Die Uneinigkeit innerhalb der Deutsch-Freisinnige Partei trat
nach der Entlassung Bismarcks 1890 zunächst in den Hintergrund.
Auch die überraschende Verdopplung ihrer Mandate nach der
Reichstagswahl am 20. Februar 1890 stärkte die Deutsch-Freisinnigen.

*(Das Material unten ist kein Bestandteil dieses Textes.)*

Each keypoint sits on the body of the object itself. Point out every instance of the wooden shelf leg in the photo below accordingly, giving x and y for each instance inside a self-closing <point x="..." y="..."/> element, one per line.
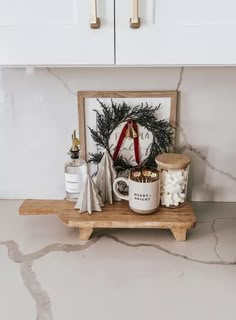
<point x="85" y="233"/>
<point x="179" y="234"/>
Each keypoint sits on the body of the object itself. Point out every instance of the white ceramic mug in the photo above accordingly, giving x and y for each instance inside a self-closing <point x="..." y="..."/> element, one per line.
<point x="143" y="197"/>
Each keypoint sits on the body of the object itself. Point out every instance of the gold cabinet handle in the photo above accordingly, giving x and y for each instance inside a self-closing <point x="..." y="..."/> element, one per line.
<point x="94" y="20"/>
<point x="135" y="20"/>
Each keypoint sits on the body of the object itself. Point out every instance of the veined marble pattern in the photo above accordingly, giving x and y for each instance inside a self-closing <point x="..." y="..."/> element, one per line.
<point x="39" y="110"/>
<point x="47" y="273"/>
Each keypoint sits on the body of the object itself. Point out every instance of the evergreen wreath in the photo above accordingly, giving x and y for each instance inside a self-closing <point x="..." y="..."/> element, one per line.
<point x="112" y="116"/>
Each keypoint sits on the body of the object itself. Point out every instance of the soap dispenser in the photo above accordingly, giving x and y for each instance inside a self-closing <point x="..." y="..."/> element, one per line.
<point x="75" y="171"/>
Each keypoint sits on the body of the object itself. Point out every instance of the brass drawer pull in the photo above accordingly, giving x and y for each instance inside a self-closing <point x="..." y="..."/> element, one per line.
<point x="94" y="20"/>
<point x="135" y="20"/>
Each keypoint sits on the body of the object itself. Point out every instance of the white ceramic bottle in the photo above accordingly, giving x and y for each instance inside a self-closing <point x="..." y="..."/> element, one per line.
<point x="75" y="171"/>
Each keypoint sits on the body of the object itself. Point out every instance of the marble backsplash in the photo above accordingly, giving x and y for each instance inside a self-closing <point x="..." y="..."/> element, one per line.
<point x="38" y="111"/>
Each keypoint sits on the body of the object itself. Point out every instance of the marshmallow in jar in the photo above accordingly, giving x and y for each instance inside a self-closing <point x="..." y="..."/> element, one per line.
<point x="173" y="169"/>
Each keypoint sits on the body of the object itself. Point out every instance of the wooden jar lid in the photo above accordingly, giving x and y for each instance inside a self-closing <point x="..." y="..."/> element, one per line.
<point x="172" y="161"/>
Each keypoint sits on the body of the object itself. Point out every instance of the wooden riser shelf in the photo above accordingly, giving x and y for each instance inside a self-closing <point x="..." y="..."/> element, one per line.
<point x="114" y="216"/>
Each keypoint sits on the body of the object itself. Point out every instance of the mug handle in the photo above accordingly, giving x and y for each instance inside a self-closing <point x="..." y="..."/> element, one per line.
<point x="116" y="190"/>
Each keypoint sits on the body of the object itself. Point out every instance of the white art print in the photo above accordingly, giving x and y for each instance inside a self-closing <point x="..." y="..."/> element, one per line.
<point x="90" y="106"/>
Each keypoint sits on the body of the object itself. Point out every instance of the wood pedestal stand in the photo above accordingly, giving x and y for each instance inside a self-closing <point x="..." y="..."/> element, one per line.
<point x="114" y="216"/>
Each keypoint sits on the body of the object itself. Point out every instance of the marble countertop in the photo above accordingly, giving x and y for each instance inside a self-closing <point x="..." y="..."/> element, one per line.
<point x="48" y="274"/>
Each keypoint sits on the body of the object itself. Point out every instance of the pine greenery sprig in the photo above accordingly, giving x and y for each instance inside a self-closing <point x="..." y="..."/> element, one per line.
<point x="110" y="117"/>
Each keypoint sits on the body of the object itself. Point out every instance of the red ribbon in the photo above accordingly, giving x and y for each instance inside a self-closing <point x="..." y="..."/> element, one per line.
<point x="130" y="123"/>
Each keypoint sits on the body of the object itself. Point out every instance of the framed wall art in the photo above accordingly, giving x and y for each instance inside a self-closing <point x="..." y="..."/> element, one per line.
<point x="132" y="126"/>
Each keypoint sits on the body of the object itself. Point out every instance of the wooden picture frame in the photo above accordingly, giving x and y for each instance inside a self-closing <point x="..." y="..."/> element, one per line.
<point x="84" y="96"/>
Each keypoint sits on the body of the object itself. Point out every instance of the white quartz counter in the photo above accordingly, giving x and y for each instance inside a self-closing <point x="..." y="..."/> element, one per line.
<point x="47" y="273"/>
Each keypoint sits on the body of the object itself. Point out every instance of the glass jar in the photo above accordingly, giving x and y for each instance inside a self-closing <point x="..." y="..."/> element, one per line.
<point x="173" y="168"/>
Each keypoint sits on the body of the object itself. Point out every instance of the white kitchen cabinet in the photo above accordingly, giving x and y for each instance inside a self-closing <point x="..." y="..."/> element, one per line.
<point x="179" y="32"/>
<point x="55" y="32"/>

Sie unterstützen die wirtschaftsliberale Politik des neuen
Reichskanzlers Leo von Caprivi. Dennoch blieben die alten
innerparteilichen Konflikte unterschwellig bestehen. Bei der Reichstagsabstimmung
über die Militärvorlage am 6. Mai 1893 kam es schließlich
zum Eklat: Neben dem Direktor der Deutschen Bank, Georg von
Siemens, stimmten fünf weitere Abgeordnete der Deutsch-Freisinnigen
Partei für die Vorlage, während der linke Flügel
diese ablehnte. Noch am gleichen Tag beantragte Eugen Richter
den Ausschluss der sechs Abtrünnigen, was zur Spaltung der
Partei führte. Noch vor der Reichstagswahl am 15. Juni
1893 bildeten die Unterstützer der Heeresvorlage und
ehemaligen Mitglieder der Liberalen Vereinigung die Freisinnige
Vereinigung, während die Anhänger Eugen Richters
die Freisinnige Volkspartei gründeten.